2. Pequenas empresas ou times menores também precisam se preocupar com isso?
Sim. Mesmo equipes pequenas que usam agentes de IA para automatizar tarefas de revisão de código, geração de documentação ou integração contínua podem sofrer impactos relevantes, como vazamento de segredos em repositórios ou inclusão de código malicioso em bibliotecas internas. A complexidade do ambiente pode ser menor, mas o dano potencial ainda é significativo. Por isso, práticas simples, como revisão manual de mudanças críticas e uso de tokens com escopo reduzido, já trazem ganhos importantes.
3. Ferramentas de segurança tradicionais (como scanners SAST/DAST) detectam injeção de prompt?
Normalmente não. Scanners de código e testes de aplicação focam em vulnerabilidades tradicionais (injeção de SQL, XSS, problemas de autenticação, etc.). A injeção de prompt ocorre na camada de interação com o modelo de linguagem, o que exige ferramentas e controles específicos, como validação de contexto, filtros de conteúdo e auditoria das ações da IA. Dessa maneira, organizações começam a avaliar soluções de “AI security” dedicadas, que complementam o arsenal tradicional.
4. Há padrões ou frameworks de mercado para segurança de IA?
Estão surgindo iniciativas como guias do NIST, OWASP Top 10 para aplicações de IA e boas práticas de provedores de nuvem, mas o ecossistema ainda está em evolução. Muitas organizações têm criado políticas internas baseadas em princípios de “zero trust” aplicados a agentes de IA, controle de acesso mínimo e revisão humana obrigatória em etapas críticas. Além disso, comunidades técnicas vêm compartilhando modelos de threat modeling específicos para fluxos com LLMs, o que ajuda a padronizar avaliações de risco.
5. A remoção de privilégios administrativos da IA resolve o problema?

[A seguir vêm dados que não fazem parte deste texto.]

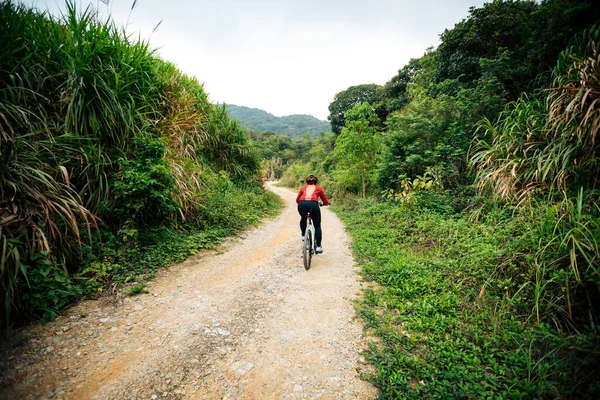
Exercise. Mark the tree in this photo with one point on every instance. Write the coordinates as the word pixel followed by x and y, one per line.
pixel 345 100
pixel 357 148
pixel 394 93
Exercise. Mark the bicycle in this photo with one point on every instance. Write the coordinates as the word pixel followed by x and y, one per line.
pixel 309 245
pixel 310 241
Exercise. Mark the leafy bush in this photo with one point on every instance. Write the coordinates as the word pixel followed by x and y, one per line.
pixel 452 321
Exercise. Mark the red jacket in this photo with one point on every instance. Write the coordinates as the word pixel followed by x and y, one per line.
pixel 312 192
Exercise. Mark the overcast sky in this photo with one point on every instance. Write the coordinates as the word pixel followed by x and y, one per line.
pixel 285 56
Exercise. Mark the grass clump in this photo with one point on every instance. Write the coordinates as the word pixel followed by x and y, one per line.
pixel 102 146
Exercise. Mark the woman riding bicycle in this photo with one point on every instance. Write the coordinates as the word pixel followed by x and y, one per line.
pixel 308 202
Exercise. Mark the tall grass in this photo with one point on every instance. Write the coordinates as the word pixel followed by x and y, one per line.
pixel 97 134
pixel 543 157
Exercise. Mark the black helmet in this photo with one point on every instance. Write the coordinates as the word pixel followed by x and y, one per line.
pixel 311 179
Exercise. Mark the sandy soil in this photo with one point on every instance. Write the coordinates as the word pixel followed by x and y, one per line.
pixel 244 322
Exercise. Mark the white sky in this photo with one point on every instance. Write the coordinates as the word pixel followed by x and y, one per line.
pixel 285 56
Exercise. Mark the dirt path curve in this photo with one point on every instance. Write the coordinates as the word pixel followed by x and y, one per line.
pixel 244 322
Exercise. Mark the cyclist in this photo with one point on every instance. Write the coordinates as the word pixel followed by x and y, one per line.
pixel 308 202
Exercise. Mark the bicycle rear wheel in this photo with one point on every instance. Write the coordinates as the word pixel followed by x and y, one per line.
pixel 307 249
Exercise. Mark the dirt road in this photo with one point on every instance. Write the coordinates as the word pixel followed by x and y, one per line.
pixel 244 322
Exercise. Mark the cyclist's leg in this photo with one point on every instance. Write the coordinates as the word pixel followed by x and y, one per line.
pixel 303 210
pixel 315 213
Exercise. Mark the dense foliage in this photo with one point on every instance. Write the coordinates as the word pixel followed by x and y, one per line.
pixel 101 144
pixel 294 126
pixel 481 224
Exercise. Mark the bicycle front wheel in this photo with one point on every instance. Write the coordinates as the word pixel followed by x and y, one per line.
pixel 307 249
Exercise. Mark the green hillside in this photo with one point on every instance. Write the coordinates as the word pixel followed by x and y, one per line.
pixel 292 125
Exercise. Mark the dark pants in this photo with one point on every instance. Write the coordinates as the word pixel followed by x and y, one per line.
pixel 312 207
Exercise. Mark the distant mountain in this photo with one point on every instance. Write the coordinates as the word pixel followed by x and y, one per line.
pixel 292 125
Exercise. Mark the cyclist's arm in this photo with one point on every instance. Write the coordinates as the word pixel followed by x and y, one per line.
pixel 300 194
pixel 322 196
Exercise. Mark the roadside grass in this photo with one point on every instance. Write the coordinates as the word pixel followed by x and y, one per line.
pixel 126 262
pixel 447 327
pixel 130 264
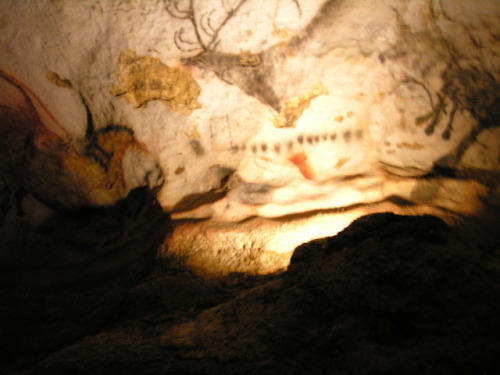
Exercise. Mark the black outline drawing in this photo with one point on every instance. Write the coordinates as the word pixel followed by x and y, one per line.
pixel 206 33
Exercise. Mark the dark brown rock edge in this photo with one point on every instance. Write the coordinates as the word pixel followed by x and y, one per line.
pixel 389 295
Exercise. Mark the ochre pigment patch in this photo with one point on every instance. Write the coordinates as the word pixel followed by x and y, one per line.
pixel 145 78
pixel 247 58
pixel 293 108
pixel 300 160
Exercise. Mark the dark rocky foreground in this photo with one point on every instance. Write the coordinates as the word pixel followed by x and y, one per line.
pixel 389 295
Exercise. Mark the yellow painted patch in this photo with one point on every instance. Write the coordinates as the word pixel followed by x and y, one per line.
pixel 341 162
pixel 250 59
pixel 293 108
pixel 145 78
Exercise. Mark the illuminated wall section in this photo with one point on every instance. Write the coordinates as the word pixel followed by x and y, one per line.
pixel 249 109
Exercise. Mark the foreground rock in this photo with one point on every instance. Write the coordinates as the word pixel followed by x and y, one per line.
pixel 390 294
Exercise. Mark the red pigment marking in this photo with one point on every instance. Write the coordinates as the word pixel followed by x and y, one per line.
pixel 42 134
pixel 300 160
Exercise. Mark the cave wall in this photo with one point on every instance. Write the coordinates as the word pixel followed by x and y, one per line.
pixel 236 109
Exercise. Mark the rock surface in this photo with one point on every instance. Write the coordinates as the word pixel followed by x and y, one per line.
pixel 390 294
pixel 269 108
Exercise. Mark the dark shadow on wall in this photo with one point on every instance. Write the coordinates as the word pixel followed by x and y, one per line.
pixel 67 277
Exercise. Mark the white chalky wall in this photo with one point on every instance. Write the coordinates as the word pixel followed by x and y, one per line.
pixel 408 89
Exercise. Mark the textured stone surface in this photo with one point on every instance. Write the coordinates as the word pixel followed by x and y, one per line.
pixel 257 126
pixel 390 294
pixel 404 89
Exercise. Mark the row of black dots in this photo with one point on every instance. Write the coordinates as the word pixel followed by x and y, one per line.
pixel 301 139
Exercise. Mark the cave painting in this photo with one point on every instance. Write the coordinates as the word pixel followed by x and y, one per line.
pixel 43 159
pixel 273 109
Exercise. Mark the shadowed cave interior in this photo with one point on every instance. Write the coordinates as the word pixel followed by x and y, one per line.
pixel 249 187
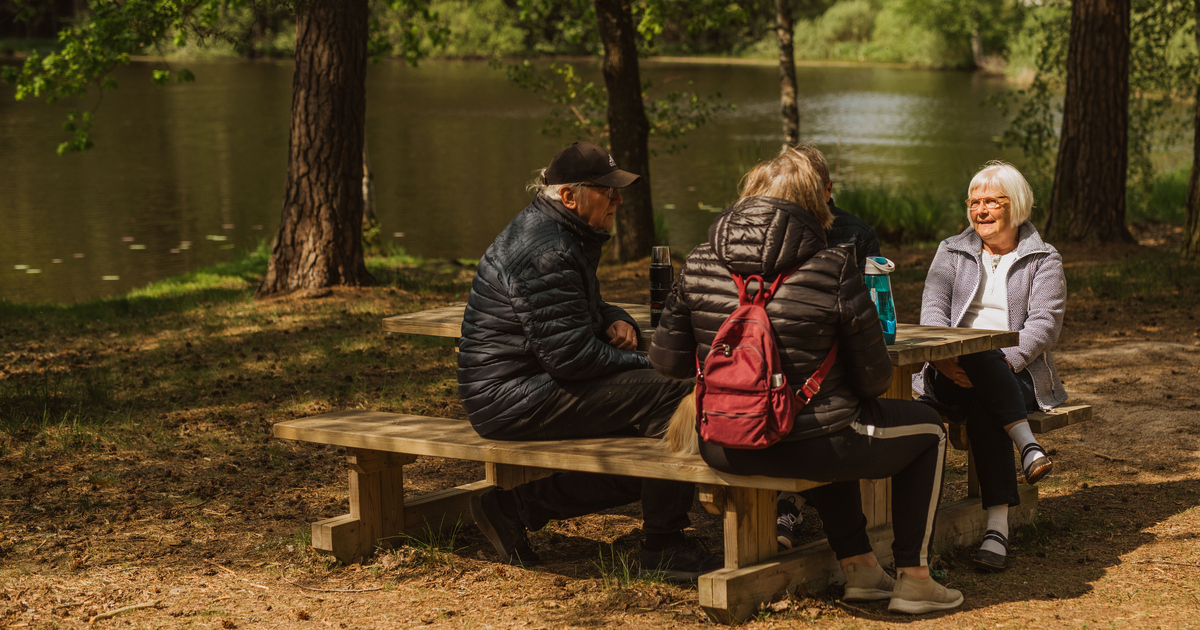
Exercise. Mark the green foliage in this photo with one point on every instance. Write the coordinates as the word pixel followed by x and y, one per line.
pixel 1157 276
pixel 851 21
pixel 113 31
pixel 901 215
pixel 618 569
pixel 479 28
pixel 581 108
pixel 1162 73
pixel 1165 201
pixel 409 29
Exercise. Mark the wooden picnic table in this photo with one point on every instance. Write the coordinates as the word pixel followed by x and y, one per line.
pixel 381 444
pixel 915 346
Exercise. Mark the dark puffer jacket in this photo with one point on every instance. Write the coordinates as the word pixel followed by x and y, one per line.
pixel 823 300
pixel 849 228
pixel 534 316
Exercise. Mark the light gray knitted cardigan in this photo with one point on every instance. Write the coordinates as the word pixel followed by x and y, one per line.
pixel 1037 295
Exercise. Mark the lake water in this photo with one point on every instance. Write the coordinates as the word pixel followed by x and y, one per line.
pixel 451 147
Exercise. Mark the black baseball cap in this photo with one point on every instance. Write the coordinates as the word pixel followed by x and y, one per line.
pixel 583 161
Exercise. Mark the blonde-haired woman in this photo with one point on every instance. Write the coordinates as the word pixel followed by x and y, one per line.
pixel 997 274
pixel 845 433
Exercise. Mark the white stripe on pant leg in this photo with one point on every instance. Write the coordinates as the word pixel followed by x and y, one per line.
pixel 903 431
pixel 933 502
pixel 910 431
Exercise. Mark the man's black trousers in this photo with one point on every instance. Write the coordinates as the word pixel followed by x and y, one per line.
pixel 636 402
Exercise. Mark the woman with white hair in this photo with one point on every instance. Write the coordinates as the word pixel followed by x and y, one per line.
pixel 1000 275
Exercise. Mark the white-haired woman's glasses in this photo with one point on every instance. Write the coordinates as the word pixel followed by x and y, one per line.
pixel 611 193
pixel 990 203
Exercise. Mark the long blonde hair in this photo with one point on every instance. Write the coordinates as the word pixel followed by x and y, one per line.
pixel 793 177
pixel 682 438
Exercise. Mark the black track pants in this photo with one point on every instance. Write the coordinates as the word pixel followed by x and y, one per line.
pixel 900 439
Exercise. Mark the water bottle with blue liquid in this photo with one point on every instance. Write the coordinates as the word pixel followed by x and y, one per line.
pixel 877 281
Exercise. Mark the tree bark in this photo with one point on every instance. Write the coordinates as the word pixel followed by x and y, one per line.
pixel 1087 203
pixel 369 216
pixel 629 131
pixel 1192 232
pixel 319 243
pixel 791 111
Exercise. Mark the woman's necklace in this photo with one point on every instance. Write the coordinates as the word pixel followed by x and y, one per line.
pixel 994 261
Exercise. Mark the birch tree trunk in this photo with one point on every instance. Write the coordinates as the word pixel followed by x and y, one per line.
pixel 319 241
pixel 791 111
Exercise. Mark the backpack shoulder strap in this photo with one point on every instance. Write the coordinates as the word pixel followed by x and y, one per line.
pixel 813 385
pixel 765 293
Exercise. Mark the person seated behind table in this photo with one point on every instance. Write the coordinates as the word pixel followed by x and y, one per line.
pixel 543 357
pixel 846 227
pixel 997 274
pixel 845 432
pixel 850 229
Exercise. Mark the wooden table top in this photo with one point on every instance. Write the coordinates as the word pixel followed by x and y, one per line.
pixel 915 343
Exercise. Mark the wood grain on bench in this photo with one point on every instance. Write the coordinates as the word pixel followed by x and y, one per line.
pixel 439 437
pixel 915 345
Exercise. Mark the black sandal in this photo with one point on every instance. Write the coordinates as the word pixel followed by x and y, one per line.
pixel 1039 467
pixel 990 561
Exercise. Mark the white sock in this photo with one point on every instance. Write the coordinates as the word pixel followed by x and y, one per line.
pixel 793 498
pixel 1024 438
pixel 997 520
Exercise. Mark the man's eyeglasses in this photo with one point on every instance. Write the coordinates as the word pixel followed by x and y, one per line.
pixel 987 202
pixel 611 192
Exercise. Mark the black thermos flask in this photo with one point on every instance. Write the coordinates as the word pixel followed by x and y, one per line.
pixel 661 277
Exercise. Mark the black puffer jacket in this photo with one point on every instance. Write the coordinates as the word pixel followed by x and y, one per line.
pixel 849 228
pixel 534 316
pixel 822 300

Reduz bastante o risco, mas não elimina totalmente. Mesmo sem privilégios administrativos, a IA pode gerar código inseguro, sugerir configurações equivocadas ou produzir documentação enganosa que influencie decisões técnicas futuras. A combinação de privilégios mínimos, revisão humana e monitoramento contínuo é mais eficaz do que confiar apenas em um único controle. Em resumo, organizações obtêm melhores resultados quando tratam agentes de IA como qualquer outro componente crítico de software, sujeitando-os ao mesmo rigor de segurança e conformidade.